As $u$ satisfies the polynomial $X^2-(9-5\sqrt3)(2-\sqrt2)$ over $\Bbb{Q}(\sqrt2,\sqrt3)$ and it is irreducible over $\Bbb{Q}(\sqrt2,\sqrt3)$. We have $[\Bbb{Q}(\sqrt2,\sqrt3,u):\Bbb{Q}(\sqrt2,\sqrt3)]=2$. Hence $\Bbb{Q}(\sqrt2,\sqrt3,u)$ is normal over $\Bbb{Q}(\sqrt2,\sqrt3)$. Again, $\Bbb{Q}(\sqrt2,\sqrt3)$ being splitting field of $(X^2-2)(X^2-3)$ over $\Bbb{Q}$, $\Bbb{Q}(\sqrt2,\sqrt3)$ is normal over $\Bbb{Q}$. But it doesn't imply that $\Bbb{Q}(\sqrt2,\sqrt3,u)$ is normal over $\Bbb{Q}$.
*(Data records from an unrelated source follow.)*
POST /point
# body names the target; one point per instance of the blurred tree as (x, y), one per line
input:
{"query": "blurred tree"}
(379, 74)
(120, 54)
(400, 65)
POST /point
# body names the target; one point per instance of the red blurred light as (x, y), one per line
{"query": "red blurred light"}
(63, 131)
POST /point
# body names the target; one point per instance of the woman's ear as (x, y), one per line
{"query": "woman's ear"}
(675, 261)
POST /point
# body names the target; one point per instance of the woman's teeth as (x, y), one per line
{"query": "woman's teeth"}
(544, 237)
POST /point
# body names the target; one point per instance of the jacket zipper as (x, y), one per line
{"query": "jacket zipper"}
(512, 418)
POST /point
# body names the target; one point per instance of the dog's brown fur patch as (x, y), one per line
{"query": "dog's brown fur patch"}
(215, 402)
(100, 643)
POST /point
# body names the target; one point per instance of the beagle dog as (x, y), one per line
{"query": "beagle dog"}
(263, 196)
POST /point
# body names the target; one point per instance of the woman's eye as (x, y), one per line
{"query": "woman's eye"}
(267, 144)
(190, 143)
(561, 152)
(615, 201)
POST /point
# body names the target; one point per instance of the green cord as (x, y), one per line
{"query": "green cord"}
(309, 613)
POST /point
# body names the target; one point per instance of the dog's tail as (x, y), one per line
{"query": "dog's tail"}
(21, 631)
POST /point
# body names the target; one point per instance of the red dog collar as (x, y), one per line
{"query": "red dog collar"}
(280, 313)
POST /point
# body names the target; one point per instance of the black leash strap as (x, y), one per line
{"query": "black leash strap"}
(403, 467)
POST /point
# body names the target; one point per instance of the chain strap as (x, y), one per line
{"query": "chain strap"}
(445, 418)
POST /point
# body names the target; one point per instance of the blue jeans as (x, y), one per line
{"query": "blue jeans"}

I am trying to show $\Bbb{Q}(\sqrt2,\sqrt3,u)$ is splitting field of some polynomial over $\Bbb{Q}$, but not getting as minimal polynomial of $u$ over $\Bbb{Q}$ is coming to be complicated.
Can anyone help me in this regard? Thanks for help in advance.